Big Hosting

I tend to think of web hosting in terms of many sites to a server. And that’s how the majority of sites are hosted–there are multiple sites on this one server, and, if it were run by a hosting company and not owned by me, there’d probably be a couple hundred.

But the other end of the spectrum is a single site that takes up many servers. Most any big site is done this way. Google reportedly has tens of thousands. Any busy site has several, if nothing else to do load-balancing.

Lately I’ve become somewhat interested in the topic, and found some neat stuff about this realm of servers. A lot of things are done that I didn’t think were possible. While configuring my router, for example, I stumbled across stuff on CARP. I always thought of routers as a single point of failure: if your router goes down, everything behind it goes down. So you have two (or more) routers in mission-critical setups.

One thing I wondered about was serving up something that had voluminous data. For example, suppose you have a terabyte of data on your website. One technique might be to put a terabyte of drives in every server and do load balancing from there. But putting a terabyte of drives in each machine is expensive, and, frankly, if you’re putting massive storage in one machine, it’s probably huge but slow drives. Another option would be some sort of ‘horizontal partitioning,’ where five (arbitrary) servers each house one-fifth of the data. This reduces the absurdity of trying to stuff a terabyte of storage into each of your servers, but it brings problems of its own. For one, you don’t have any redundancy: if the machine serving sites starting with A-G goes down, all of those sites go down. Plus, you have no idea of how ‘balanced’ it will be. Even if you tried some intricate means of honing which material went where, the optimal layout would be constantly changing.

Your best bet, really, is to have a bunch of web machines, give them minimal storage (e.g., a 36GB SCSI drive–a 15,000 rpm one!), and have a backend fileserver that has the whole terabyte of data. Viewers would be assigned to any of the webservers (either in a round-robin fashion, or dynamically based on which server was the least busy), which would retrieve the requisite file from the fileserver and present it to the viewer. Of course, this places a huge load on the one fileserver. There’s an implicit assumption that you’re doing caching.

But how do you manage the caching? You’d need some complex code to first check your local cache, and then turn to the fileserver if needed. It’s not that hard to write, but it’s also a pain: rather than a straightforward, “Get the file, execute if it has CGI code, and then serve” process, you need the webserver to do some fancy footwork.

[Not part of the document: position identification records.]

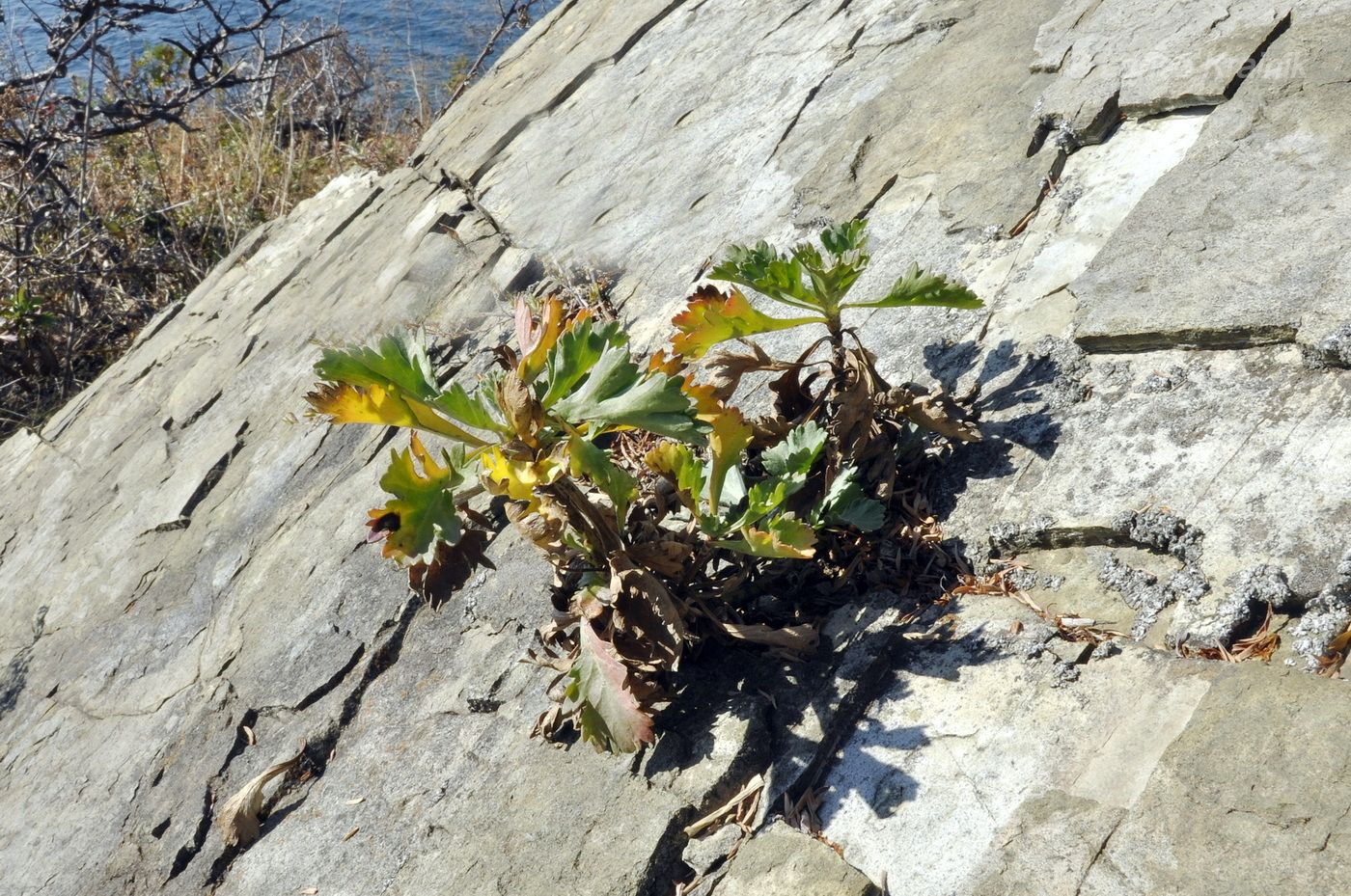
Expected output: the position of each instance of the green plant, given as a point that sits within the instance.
(668, 513)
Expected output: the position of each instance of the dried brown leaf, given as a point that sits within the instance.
(799, 638)
(452, 568)
(238, 818)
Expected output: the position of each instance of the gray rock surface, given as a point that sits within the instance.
(780, 859)
(184, 597)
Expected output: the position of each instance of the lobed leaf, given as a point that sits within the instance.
(348, 404)
(712, 317)
(677, 462)
(919, 289)
(422, 510)
(597, 692)
(786, 536)
(536, 340)
(396, 364)
(615, 394)
(794, 456)
(517, 479)
(847, 503)
(726, 443)
(473, 409)
(769, 273)
(576, 352)
(585, 459)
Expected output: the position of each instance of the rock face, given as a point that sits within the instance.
(1154, 199)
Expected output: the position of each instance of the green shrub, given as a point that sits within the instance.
(665, 509)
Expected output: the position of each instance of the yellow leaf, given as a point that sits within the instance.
(517, 479)
(347, 404)
(786, 537)
(712, 317)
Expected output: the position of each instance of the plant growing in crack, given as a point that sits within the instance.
(672, 516)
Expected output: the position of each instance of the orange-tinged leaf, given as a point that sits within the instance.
(712, 317)
(597, 692)
(517, 479)
(783, 536)
(347, 404)
(665, 364)
(421, 511)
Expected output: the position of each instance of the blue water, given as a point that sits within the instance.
(432, 33)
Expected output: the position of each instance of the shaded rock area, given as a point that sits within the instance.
(1154, 202)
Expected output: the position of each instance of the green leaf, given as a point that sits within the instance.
(592, 462)
(763, 498)
(597, 692)
(844, 239)
(573, 357)
(918, 289)
(847, 503)
(470, 409)
(786, 537)
(398, 362)
(422, 509)
(615, 393)
(769, 273)
(712, 317)
(796, 455)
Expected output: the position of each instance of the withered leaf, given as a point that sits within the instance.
(450, 568)
(800, 638)
(646, 605)
(238, 818)
(601, 698)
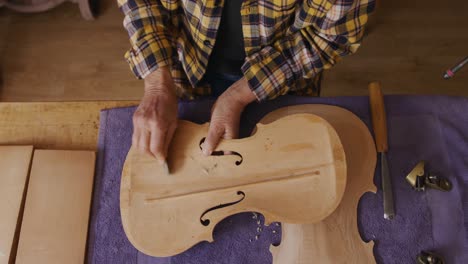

Enter Coda. No, not the awesome web-design GUI, but the distributed filesystem. In a nutshell, you have a server (or multiple servers!) and they each mount a partition called /coda, which refers to the network. But, it’ll cache files as needed. This is massively oversimplifying things: the actual use is to allow you to, say, bring your laptop into the office, work on files on the fileserver, and then, at the end of the day, seamlessly take it home with you to work from home, without having to worry about where the files physically reside. So running it just for the caching is practically a walk in the park: you don’t have complicated revision conflicts or anything of the sort. Another awesome feature about Coda is that, by design, it’s pretty resilient: part of the goal with caching and all was to pretty gracefully handle the fileserver going offline. So really, the more popular files would be cached by each node, with only cache misses hitting the fileserver. I also read an awesome anecdote about people running multiple Coda servers. When a disk fails, they just throw in a blank. You don’t need RAID, because the data’s redundant across other servers. With the new disk, you simply have it rebuild the missing files from other servers.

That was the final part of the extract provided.